While Australia is indeed a relatively low-crime nation, that has little to do with the Howard gun laws. Australia’s murder rate for the past century has always been relatively low and, like most Western nations, has fairly steadily declined since a slight rise in the 1970s. Despite a blip shortly after the Howard laws, Australia’s homicide rate has fallen at the same rate since well before the gun laws.

Howard’s gun laws made no difference to firearm homicide.

Meanwhile, the number of guns has risen.

The number of guns in NSW has almost doubled since 2001, despite John Howard’s tough Port Arthur gun laws enacted five years earlier.

Amid perceptions that the gun laws had led to fewer guns in Australia, The Australian can reveal that in NSW there were 1,024,498 registered firearms at the end of June, compared with 619,643 in 2001, when NSW police began keeping records. At the end of 2018-19, NSW had 242,687 licensed firearm owners, compared with about 180,000 licence holders in 2001.

The population of NSW has ­increased from 6.65 million to eight million in that period, ­meaning the rate of growth in guns is ­higher.

There was one gun for every ten people in NSW in 2001. Today, that figure is one in seven. The ratio of licensed owners has declined very slightly.

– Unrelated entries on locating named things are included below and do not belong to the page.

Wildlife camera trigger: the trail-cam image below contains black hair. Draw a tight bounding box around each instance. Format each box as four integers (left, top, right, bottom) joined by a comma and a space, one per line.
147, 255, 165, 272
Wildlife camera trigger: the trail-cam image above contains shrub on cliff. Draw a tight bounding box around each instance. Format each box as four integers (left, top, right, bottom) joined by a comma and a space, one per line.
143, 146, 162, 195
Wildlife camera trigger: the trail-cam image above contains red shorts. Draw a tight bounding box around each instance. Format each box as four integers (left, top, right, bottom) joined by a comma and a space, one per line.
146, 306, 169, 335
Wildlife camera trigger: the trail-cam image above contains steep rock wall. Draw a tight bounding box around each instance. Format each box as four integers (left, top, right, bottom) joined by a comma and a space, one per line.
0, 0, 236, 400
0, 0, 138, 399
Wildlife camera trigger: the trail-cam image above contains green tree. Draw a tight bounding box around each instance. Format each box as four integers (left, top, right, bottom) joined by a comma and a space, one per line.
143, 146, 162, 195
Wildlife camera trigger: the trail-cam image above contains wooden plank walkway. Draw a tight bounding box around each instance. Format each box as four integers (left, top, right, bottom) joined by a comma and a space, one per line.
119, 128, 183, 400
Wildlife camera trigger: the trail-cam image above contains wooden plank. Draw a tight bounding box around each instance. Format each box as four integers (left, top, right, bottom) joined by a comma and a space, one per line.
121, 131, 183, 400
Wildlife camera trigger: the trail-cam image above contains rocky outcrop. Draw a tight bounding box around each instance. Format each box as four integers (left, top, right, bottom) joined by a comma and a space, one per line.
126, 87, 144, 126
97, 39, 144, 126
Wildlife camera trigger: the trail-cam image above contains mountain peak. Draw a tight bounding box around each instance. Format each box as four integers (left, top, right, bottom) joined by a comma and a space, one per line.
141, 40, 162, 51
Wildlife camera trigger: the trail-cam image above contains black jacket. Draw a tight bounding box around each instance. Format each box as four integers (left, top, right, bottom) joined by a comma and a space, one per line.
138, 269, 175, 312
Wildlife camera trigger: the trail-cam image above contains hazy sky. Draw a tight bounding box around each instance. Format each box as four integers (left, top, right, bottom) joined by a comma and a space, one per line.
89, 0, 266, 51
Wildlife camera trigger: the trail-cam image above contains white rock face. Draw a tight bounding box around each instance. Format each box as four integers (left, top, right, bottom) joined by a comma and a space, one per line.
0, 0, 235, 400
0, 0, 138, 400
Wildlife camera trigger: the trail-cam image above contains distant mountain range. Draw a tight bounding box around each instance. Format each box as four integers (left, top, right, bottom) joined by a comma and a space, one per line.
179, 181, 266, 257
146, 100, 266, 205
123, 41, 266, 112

In other words, owners are stocking more firearms than before.

NSW Police Minister David Elliott said: “I have always been concerned about the number of firearms in NSW and have established clear laws for licensing.

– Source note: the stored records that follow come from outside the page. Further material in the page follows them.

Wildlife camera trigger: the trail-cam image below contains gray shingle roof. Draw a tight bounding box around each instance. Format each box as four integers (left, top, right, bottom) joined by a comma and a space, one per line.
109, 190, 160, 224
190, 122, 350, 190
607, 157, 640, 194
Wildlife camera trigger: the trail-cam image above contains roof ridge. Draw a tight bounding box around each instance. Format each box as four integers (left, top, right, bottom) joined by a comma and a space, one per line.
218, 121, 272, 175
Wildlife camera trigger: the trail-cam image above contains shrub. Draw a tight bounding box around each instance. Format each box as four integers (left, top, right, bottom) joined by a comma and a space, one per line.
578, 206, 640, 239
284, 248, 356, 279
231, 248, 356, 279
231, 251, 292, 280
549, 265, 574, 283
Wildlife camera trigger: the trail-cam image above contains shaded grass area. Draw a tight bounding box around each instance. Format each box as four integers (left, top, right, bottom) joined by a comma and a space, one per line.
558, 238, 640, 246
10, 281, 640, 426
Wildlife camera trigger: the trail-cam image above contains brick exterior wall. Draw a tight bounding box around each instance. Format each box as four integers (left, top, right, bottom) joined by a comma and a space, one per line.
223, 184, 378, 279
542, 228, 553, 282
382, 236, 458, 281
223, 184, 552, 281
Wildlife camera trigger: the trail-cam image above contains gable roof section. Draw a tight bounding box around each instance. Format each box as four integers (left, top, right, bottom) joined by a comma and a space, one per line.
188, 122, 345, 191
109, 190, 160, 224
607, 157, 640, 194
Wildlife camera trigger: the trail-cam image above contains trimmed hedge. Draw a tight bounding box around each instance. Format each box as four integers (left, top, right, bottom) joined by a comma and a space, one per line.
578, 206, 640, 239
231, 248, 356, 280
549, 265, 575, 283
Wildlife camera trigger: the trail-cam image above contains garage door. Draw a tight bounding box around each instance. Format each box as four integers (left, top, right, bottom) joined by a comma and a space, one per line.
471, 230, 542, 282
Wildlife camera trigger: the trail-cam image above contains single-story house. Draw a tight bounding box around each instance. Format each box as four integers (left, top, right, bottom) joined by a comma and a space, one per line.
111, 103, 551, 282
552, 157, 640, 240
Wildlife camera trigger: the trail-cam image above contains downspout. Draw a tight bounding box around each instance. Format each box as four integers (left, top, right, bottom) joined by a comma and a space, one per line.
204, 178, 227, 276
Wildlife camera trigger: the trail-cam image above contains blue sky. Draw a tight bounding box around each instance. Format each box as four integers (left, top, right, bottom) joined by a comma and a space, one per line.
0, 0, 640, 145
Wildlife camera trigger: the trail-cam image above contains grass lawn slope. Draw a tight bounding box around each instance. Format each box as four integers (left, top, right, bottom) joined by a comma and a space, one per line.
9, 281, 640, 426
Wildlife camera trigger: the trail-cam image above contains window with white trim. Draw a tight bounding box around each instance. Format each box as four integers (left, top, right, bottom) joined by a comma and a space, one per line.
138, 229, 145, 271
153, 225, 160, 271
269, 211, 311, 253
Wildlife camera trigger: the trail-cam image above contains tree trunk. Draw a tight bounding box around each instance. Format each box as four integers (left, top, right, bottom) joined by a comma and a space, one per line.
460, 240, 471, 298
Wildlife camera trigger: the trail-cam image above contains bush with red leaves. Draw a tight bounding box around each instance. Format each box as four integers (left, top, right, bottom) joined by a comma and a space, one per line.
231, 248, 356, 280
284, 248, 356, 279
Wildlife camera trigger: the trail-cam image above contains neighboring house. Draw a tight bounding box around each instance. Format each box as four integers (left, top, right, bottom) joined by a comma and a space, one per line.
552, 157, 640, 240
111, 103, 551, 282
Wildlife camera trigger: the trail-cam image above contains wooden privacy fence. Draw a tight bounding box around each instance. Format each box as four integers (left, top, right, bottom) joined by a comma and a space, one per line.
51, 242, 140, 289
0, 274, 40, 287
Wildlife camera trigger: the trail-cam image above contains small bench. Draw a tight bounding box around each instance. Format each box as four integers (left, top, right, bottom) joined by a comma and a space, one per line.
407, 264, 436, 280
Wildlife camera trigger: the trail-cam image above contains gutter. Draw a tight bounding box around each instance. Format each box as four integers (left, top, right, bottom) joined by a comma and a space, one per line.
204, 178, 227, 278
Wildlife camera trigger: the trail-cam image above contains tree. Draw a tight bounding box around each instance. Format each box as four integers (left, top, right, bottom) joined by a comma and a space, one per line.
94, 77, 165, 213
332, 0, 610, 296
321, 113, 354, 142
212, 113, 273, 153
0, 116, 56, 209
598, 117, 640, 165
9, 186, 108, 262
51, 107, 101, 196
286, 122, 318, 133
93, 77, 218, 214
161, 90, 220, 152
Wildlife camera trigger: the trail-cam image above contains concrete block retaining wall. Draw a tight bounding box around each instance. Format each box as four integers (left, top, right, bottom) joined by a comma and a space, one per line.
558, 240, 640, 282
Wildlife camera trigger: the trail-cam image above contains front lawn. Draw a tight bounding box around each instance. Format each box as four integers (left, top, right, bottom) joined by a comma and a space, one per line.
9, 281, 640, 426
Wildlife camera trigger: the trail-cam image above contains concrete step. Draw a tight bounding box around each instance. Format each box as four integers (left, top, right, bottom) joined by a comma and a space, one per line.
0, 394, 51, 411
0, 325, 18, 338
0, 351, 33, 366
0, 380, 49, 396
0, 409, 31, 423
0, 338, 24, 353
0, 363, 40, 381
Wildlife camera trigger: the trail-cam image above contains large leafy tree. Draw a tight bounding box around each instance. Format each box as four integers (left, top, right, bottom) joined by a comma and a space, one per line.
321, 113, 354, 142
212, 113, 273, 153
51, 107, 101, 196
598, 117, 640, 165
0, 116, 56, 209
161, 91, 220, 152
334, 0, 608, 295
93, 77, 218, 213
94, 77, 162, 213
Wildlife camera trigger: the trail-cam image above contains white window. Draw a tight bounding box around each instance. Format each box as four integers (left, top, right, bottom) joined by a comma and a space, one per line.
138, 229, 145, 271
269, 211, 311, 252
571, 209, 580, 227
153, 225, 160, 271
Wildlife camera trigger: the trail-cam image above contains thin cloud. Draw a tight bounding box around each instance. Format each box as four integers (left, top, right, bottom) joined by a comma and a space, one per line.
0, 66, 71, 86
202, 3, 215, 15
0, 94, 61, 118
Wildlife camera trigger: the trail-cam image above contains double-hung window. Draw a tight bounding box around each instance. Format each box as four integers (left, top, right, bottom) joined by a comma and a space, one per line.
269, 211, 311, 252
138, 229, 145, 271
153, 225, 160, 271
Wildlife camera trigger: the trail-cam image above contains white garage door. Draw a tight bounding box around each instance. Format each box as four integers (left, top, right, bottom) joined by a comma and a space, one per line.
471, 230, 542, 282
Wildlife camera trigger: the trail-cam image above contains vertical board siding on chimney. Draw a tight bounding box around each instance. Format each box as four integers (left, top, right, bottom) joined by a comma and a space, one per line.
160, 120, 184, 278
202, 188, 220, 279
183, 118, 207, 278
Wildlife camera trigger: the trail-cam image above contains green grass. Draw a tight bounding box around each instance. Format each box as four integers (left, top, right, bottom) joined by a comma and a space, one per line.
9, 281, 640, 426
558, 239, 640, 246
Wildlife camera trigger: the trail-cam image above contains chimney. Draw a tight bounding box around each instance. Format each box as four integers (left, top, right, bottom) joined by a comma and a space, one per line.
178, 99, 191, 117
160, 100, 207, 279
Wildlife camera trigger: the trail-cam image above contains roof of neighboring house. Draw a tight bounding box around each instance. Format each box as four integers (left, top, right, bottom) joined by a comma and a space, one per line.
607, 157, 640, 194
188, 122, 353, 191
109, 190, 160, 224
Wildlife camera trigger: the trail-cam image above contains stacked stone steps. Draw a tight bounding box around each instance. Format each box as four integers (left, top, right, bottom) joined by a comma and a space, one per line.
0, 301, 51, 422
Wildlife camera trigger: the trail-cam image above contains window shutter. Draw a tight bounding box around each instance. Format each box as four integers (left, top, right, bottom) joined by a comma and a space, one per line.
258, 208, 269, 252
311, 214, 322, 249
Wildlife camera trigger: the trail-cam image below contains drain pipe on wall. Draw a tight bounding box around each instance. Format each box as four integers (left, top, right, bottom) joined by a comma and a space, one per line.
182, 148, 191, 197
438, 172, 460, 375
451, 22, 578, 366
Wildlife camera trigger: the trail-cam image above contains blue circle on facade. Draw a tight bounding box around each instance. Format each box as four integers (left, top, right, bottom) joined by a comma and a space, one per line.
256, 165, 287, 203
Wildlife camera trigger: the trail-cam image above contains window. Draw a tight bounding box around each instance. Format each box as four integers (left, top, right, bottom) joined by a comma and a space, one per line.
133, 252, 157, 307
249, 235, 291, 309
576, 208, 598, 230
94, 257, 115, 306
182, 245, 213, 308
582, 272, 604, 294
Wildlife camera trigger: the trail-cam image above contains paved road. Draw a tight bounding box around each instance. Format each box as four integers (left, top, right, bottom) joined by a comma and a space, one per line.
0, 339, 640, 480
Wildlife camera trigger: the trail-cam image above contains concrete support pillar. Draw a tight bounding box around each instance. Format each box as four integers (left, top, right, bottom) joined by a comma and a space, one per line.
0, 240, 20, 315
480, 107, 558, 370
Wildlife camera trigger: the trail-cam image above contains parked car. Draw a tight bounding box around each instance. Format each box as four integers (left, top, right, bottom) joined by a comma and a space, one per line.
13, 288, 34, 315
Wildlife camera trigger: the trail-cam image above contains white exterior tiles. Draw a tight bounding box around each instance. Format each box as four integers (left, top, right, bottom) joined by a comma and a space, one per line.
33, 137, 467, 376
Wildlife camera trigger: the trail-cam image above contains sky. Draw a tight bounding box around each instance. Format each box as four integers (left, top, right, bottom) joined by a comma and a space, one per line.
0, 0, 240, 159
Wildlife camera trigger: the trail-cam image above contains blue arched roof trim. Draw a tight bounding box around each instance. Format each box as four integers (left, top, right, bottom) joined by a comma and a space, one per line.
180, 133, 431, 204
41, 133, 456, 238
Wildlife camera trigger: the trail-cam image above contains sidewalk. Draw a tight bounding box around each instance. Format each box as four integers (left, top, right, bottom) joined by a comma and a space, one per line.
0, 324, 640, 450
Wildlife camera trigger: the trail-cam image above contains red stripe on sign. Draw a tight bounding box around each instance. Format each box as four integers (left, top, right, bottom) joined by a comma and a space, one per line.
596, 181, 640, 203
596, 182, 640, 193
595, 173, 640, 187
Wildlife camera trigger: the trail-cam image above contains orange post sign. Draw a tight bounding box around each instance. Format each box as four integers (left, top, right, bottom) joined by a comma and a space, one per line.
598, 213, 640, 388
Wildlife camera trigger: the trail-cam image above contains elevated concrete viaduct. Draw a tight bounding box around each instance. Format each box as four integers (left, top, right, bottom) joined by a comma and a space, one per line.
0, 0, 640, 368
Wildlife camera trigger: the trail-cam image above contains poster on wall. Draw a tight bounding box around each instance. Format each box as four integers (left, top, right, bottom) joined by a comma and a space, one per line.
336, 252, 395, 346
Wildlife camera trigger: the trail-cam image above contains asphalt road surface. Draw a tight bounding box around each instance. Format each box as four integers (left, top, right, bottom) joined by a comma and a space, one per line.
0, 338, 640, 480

“In August, I announced changes to the NSW Firearms Registry. These changes were about ensuring firearms don’t fall into dangerous hands while making sure those who follow the rules receive the best available customer service possible.

Firearms charges in NSW have nearly doubled since 2005. There has been a 42% increase in charges for unauthorised pistol possession. In recent years, Sydney has seen a spate of shootings. That whole “don’t fall into dangerous hands” doesn’t seem to be working so well.

Shooters, Fishers and Farmers Party leader Robert Borsak rejected any suggestion on Monday that concessions the Shooters party had won from successive governments had led to the increase in firearm ownership, saying the party had received “no concessions” […] Many farmers needed more than one gun, Mr Borsak said. “They need a shotgun to do this, a .22 to do that.”

Mr Borsak said he believed the growth in shooters since Port Arthur was similar all over Australia, even in WA, which had the “most restrictive laws in the country”.

theaustralian.com.au/nation/politics/double-the-guns-but-nsw-police-minister-backs-laws


But what about the mass shootings, eh?

By the commonly accepted definition of “mass shooting”, Australia has in fact seen nine mass shootings since Port Arthur. Even by a more restrictive definition, the number is four.

These tragedies are still very rare, of course, but they always were – and it puts the lie to the endlessly-repeated claim that Australia has had no mass shootings since Port Arthur. The latest data from NSW also put the lie to claims that tough gun laws “get rid of guns”.